One specific project she worked on in the 1990s sticks out in her mind.
“We hopped all over the Caribbean and made large collections of corals,” she said. “We brought them back here and identified them, then tried to figure out when certain corals went extinct and what types of environmental factors were associated with the extinction events.”
This particular trip saw Budd travel to Costa Rica, Jamaica, and Trinidad, among other places.
“She is better traveled than most,” said sister Emilie Budd, 56, who described Ann Budd as vehemently independent and a cultured person.
Her fluency in German as well as her knowledge of many other languages has helped Ann Budd throughout a career that deals with science on an international level.
“A lot of people change their research as they go through their career,” she said. “But mine has always been devoted to corals, probably because there is not very much known about them, and there are a lot of very interesting places to go, different people to meet.”

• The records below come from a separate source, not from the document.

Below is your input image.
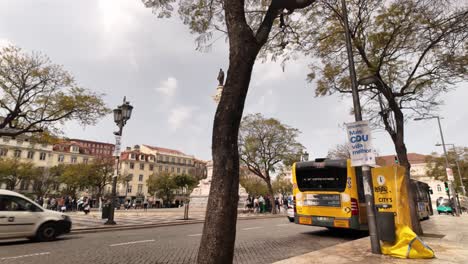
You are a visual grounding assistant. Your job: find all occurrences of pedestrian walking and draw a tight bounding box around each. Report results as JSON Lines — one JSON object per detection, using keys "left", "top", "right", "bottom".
{"left": 275, "top": 197, "right": 280, "bottom": 212}
{"left": 258, "top": 196, "right": 265, "bottom": 213}
{"left": 83, "top": 200, "right": 90, "bottom": 215}
{"left": 143, "top": 200, "right": 148, "bottom": 211}
{"left": 253, "top": 197, "right": 259, "bottom": 213}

Jim Klaus, a former student of hers who is now an assistant professor at the University of Miami, remembers how she exposed him to new opportunities.
“What I found most enjoyable is that she gives her students a chance to explore what interests them while also introducing them to new ideas that they normally wouldn’t have the chance to experience,” he said.
It is obvious to students, colleagues, and family that Budd has a sincere wish to better our oceans through concentrated research.
“Her career is who she is,” said her proud younger sister. “She is not pretentious about any of it. It has never been about making money. Everything she does is about improving her research or making a better experience for her students. She is one of the lucky souls who loves what she does.”